Rejecting the Culture of Outrage in Intellectual Debate

Rejecting+the+Culture+of+Outrage+in+Intellectual+Debate

Rejecting the Culture of Outrage in Intellectual Debate

By: Mark Brady

The irony in contemporary debate reflects a tendency to attack the ‘other side’ on a basis of character rather than intellectual belief. As Americans, I believe we must tread forward carefully, in times where both sides increasingly demand the other be silenced. For example, Western universities can be identified as institutions that encourage open debate but in practice do not.  

Specifically, Berkeley College has a historical value for freedom of speech.  While this college may tout or take pride in its Vietnam-era “freedom of speech” movement, it didn’t take an expert bystander to notice that this had been completely commandeered and ended the last few years. When a rabble-rouser speaker by the name of Milo Yiannopoulos was invited to speak, and later conservative-commentator Ann Coulter, the stage of violence was nearly inevitable. Armed mobs donned in black, adopted the name “Antifa,” and reigned havoc, shutting the event down. Subsequently, the other side mobilized and a number of gang-style fights took place in the streets. One could say the sides were not particularly “keen” on having rational, open debate. 

A more recent example occurred in Laurier University in Canada. A graduate student, working as a course TA, recorded a harsh rebuking from her superiors on audio, when she showed her class a clip of a debate that occurred on a public television station. Her superiors argued that she created an “unsafe learning environment” for some of her students and went against the revised C-16 Canadian Human Rights Code. While many disagreed with her decision to present the debate, which showed two sides of a controversial debate occurring in that country, I find it alarming the number of instances where academia across North America appear to be stifling debate from both sides. I believe American universities should adopt a degree of self-awareness and create an intellectual environment in which ideas and debates can happen in an open, undisturbed forum. If intervention occurs to end debate, you can be sure something isn’t right. 
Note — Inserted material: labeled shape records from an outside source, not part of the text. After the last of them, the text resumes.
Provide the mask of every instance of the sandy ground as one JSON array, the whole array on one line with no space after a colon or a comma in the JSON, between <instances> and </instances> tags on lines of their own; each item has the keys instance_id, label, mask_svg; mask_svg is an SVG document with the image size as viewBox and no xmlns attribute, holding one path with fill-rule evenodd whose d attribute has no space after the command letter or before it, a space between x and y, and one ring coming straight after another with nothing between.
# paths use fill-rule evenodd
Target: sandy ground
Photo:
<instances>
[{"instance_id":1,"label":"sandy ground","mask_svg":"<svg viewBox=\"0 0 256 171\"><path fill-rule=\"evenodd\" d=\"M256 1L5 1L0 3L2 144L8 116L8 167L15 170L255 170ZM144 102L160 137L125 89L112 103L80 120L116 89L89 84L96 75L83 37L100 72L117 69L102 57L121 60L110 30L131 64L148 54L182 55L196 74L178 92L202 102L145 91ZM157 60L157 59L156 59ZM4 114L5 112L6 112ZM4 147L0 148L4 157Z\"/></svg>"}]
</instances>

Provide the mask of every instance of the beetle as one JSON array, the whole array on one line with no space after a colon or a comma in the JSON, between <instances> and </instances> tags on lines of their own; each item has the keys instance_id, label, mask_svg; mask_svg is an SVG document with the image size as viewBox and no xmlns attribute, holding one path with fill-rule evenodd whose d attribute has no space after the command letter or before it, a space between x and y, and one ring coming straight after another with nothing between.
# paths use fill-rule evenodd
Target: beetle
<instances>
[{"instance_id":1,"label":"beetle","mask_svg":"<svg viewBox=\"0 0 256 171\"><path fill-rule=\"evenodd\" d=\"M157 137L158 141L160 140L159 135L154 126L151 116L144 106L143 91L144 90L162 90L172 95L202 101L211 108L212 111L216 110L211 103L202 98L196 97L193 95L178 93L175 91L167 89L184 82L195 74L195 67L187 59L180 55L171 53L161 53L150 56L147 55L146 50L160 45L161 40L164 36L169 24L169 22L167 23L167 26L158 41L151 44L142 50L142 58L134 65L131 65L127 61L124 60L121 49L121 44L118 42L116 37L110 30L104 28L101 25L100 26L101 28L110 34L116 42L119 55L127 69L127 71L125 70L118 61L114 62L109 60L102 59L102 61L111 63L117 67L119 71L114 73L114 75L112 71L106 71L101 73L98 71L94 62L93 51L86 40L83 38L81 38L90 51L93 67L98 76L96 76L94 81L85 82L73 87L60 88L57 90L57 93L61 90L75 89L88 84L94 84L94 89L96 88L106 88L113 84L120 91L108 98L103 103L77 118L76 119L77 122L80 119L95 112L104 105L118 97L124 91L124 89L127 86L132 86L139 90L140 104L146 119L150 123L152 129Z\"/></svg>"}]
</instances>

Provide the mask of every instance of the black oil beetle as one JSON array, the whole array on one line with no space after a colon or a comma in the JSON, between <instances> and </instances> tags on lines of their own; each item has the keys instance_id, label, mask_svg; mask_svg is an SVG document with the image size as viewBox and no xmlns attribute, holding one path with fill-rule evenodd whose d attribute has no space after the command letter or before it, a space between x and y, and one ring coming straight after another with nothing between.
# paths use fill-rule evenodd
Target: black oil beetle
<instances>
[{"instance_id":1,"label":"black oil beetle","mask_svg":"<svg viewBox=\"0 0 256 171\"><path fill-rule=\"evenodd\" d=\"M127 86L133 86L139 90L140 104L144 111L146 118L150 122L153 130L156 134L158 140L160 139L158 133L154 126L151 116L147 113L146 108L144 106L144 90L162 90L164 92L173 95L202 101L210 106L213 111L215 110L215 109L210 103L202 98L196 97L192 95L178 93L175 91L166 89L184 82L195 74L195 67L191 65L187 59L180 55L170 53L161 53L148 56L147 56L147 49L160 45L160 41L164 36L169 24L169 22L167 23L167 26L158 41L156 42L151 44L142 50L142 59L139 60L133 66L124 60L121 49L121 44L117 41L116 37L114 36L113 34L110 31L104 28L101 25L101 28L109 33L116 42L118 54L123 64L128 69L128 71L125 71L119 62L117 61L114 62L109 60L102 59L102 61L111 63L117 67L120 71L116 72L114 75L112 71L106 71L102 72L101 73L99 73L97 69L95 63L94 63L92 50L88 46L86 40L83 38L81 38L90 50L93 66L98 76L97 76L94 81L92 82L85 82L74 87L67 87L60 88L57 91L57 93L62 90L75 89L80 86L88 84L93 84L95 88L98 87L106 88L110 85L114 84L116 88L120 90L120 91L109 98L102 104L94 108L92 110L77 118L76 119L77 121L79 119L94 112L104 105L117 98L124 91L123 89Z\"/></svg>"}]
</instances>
On a more national scale, the United Kingdom comes to mind regarding free speech. Many Americans are oblivious to the fact that many European countries do not guarantee American-style freedom of speech, despite the tendency to assume so. In the United States, you are guaranteed free speech (preferentially in an organized manner or venue), minus cases of threatening “imminent harm” on a person or property. In the United Kingdom, you can be arrested for “hate speech,” which I define as a rather subjective charge to begin with, and actually thrown in prison for a length of time. In Germany people are censoring various sites and channels that go against the government’s code of conduct, not to mention the political standing of their current government. The point to take away here is that even in the land where enlightened thinkers established such pillars as “freedom of speech” or civil rights for citizens, they do not guarantee the level of “freedom of speech” that American citizens enjoy today. 

We are living through a time of cultural victimhood and political aggression, in which the opposing side is painted as morally wrong instead of intellectually wrong. Because one can clamor that the other side is “mean” or “bad”, a period of near anti-intellectualism has developed. The more rational debate collapses, and the more “weaponized victimhood” is used to stifle discussion, the more we can expect the privileges of free and open speech to end. As an American citizen, I believe we should defend each and our own freedoms to open speech and discussion. I recommend we reject the culture of outrage, and act more rational and civic in our intellectual debates.